You can try a plate of crispy and satisfying pakoras in Indian restaurants such as The Royal Kitchen.


Minced beef bourek (Photo via Shutterstock)

This delicious Turkish party looks like baklava, but bourek has a more varied stuff and tends to be savory. The pastry dough is made thin and stacked in layers, then filled with feta cheese, minced beef, olive oil and vegetables such as potatoes and spinach, and then baked. You can taste the tasty bourek at some Turkish restaurants in Jakarta, such as Anatolia and Shisha Cafe in Kemang.

Indian Sweets

Laddu (Photo via Shutterstock)

Jalebi dipped in sugar syrup (Photo via Shutterstock)
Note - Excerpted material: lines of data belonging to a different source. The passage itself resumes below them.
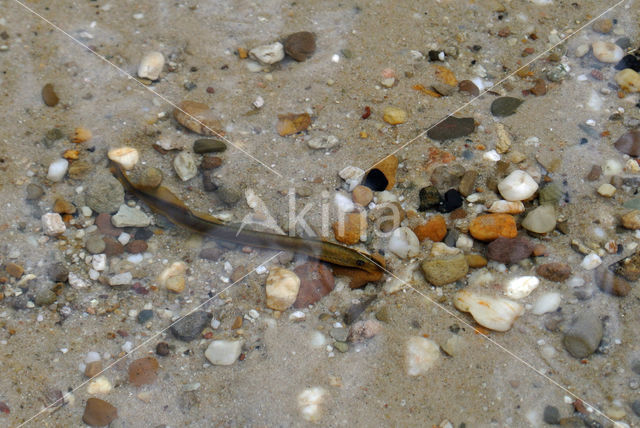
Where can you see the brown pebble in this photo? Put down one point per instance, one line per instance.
(162, 349)
(210, 162)
(93, 368)
(143, 371)
(99, 413)
(13, 269)
(556, 271)
(49, 95)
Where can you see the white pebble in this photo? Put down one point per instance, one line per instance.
(591, 261)
(548, 302)
(127, 157)
(421, 355)
(223, 352)
(521, 287)
(57, 169)
(404, 243)
(517, 186)
(52, 224)
(151, 65)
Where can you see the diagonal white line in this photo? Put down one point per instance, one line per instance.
(472, 100)
(156, 93)
(152, 337)
(492, 341)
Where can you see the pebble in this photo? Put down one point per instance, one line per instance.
(520, 287)
(126, 157)
(208, 145)
(190, 327)
(505, 106)
(197, 117)
(540, 220)
(143, 371)
(300, 45)
(323, 142)
(292, 123)
(421, 355)
(404, 243)
(268, 54)
(151, 65)
(629, 143)
(495, 313)
(185, 166)
(223, 352)
(607, 52)
(583, 336)
(452, 127)
(49, 95)
(310, 403)
(52, 224)
(57, 170)
(434, 229)
(444, 269)
(488, 227)
(509, 250)
(394, 115)
(548, 302)
(99, 413)
(555, 271)
(316, 281)
(282, 289)
(517, 186)
(628, 80)
(172, 278)
(130, 217)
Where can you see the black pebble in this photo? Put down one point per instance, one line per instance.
(452, 200)
(375, 180)
(551, 415)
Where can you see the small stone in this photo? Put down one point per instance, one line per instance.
(517, 186)
(300, 45)
(49, 95)
(444, 270)
(268, 54)
(494, 313)
(292, 123)
(282, 289)
(540, 220)
(556, 271)
(52, 224)
(198, 118)
(509, 250)
(629, 143)
(126, 157)
(607, 52)
(421, 355)
(505, 106)
(151, 65)
(208, 145)
(316, 281)
(394, 115)
(185, 166)
(190, 327)
(583, 336)
(224, 352)
(452, 127)
(628, 80)
(99, 413)
(434, 229)
(143, 371)
(551, 415)
(130, 217)
(488, 227)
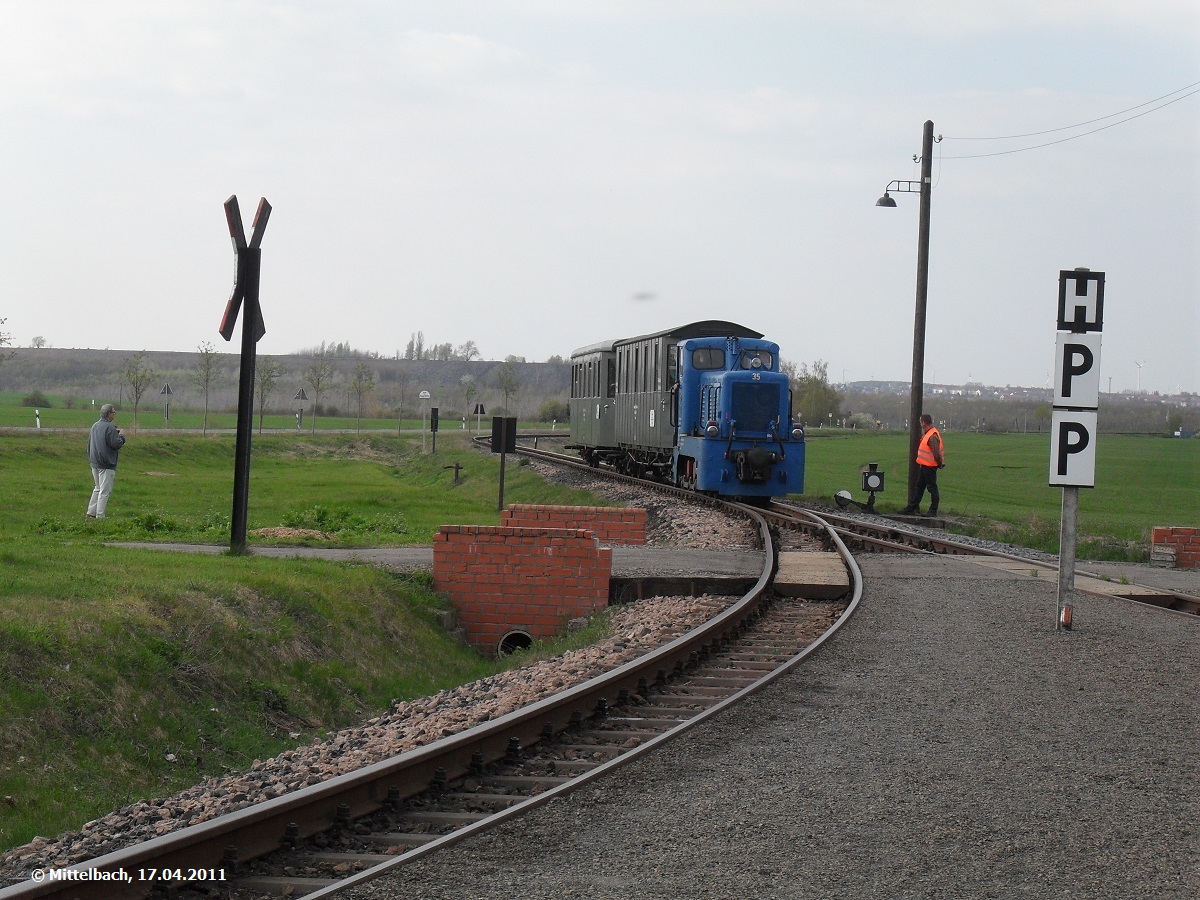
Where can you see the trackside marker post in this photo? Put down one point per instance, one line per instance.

Various Indian sweets can also be your perfect iftar menu. One of the most popular is laddu (or laddoo), Indian ball-shaped sweets made of flour, minced dough and sugar with other ingredients such as coconut, almonds, cashews, dates and spices such as nutmeg and cardamom, poppy seeds, ghee and sugar. Laddu is often served at festivals and religious events. Another popular one is jalebi or zulbia, a pretzel-like fried dough, soaked in sugar syrup. You can buy both sweets in Lulu Hypermarket in Cakung.